Sometimes Always Never (2018)

So, this is the first review since my big announcement, for those who missed it, it’s here. So with that in mind, what piece of horror media will I review to get in the mood for it? Oh, it’s a film about scrabble. It does feature death, maybe. It’s about a family struggling with someone running away years ago, and still suffering from not knowing what happened. The father copes by playing scrabble. Yeah, it’s strange, but within the context of the film, it works. This film is all about the script and the characters, and it completely nails both of those. The dialogue is razor-sharp and the characters are all well-defined to the point where you feel you have already met these characters.

The way they interact with each other is really sweet too, you understand the family dynamics easily and it’s incredibly heartwarming at times. So why have I not raved about great this movie is to everybody? From a technical standpoint, it looks a little cheap. I’m not sure if it was a stylistic choice or not but it didn’t really work for me. Also whilst the script is good, the story kind of meanders and doesn’t do enough.
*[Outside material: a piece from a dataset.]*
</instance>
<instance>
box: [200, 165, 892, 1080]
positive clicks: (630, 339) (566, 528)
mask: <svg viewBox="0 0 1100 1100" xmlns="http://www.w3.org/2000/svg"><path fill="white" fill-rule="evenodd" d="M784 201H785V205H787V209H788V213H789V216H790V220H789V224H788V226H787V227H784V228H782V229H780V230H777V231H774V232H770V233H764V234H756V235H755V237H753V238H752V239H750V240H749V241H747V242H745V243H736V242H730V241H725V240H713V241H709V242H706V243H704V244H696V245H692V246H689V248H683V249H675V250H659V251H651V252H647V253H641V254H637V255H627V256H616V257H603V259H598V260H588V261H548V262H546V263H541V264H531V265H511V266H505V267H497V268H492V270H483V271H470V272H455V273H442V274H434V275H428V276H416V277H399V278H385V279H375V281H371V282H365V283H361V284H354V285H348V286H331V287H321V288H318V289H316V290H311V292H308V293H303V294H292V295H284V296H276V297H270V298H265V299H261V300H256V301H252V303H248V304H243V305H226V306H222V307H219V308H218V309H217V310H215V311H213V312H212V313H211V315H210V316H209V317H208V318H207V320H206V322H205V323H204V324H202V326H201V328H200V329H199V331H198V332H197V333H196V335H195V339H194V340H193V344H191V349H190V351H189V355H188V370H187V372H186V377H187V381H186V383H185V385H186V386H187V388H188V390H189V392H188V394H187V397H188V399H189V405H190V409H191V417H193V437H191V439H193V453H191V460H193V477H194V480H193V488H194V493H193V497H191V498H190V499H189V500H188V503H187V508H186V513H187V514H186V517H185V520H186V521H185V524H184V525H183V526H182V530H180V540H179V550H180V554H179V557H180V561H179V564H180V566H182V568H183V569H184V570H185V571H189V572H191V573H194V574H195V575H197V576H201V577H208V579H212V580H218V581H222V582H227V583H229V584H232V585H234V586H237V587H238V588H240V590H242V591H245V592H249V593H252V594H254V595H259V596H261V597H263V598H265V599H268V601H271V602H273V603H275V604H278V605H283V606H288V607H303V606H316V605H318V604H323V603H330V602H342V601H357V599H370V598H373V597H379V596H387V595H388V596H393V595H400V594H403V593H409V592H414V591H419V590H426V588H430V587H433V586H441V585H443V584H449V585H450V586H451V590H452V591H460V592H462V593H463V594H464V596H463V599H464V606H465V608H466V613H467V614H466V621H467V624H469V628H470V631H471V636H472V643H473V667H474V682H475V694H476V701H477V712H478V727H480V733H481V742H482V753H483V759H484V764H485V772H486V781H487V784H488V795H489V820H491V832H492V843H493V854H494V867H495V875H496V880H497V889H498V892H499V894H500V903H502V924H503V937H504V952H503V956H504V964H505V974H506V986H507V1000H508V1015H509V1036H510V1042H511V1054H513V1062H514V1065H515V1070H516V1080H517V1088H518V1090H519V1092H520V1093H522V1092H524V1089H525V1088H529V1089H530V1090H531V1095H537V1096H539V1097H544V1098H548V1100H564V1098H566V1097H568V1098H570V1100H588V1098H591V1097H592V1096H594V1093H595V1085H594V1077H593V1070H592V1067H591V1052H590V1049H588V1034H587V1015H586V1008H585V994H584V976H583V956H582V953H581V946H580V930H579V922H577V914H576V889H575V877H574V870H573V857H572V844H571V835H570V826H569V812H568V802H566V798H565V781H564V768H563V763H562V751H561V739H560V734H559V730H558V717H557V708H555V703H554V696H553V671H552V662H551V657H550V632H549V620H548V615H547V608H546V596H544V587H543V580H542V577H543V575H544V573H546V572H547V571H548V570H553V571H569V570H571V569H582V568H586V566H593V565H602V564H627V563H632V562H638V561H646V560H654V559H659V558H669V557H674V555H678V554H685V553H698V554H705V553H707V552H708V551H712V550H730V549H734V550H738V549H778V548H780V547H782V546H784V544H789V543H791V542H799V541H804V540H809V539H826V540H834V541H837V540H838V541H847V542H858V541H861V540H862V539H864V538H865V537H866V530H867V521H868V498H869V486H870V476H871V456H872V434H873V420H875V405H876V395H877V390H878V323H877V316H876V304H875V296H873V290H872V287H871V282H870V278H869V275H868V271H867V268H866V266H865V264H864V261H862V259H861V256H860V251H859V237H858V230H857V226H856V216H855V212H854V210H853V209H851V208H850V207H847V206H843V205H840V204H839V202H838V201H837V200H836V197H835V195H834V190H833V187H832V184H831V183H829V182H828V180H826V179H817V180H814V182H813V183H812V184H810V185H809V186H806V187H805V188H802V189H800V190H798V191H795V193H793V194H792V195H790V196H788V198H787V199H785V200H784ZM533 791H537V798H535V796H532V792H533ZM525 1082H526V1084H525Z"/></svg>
Characters are heavily focused on for one scene then never mentioned again. It aims for a slice-of-life dramedy but adds a bit too many plotlines which go unresolved to really seem satisfying. It seems at time that the story doesn’t know what it’s about so aims for as many themes as possible in the hopes of finally grasping onto one. The title comes from a discussion about buttons on suits (you sometimes do the top one up, always do the middle one up, and never do the bottom one), it seems a bit weird for a film where the themes are scrabble and words, to take the title from a rule about suit-buttons. It’s like they put that scene in just to explain the title.

The cast are pretty damn good in this though. Bill Nighy’s accent sometimes wavers but never too distractingly. Alice Lowe continues to be great, Louis Healy has a future in ITV dramas, and Sam Riley really shows off his range. The oddest highlight for me was Ella-Grace Gregoire. She’s not in it for long but has great screen presence and her natural charm lights up the scenes she’s in. This is helped by tremendous chemistry with the aforementioned Healy and Lowe. Interested to see what she does next and looking forward to it.

There is a really heartwarming and lovely film within this, it just tries a bit too hard to be a mix of Wes Anderson and quirky British drama, whilst never really approaching the heights needed for both.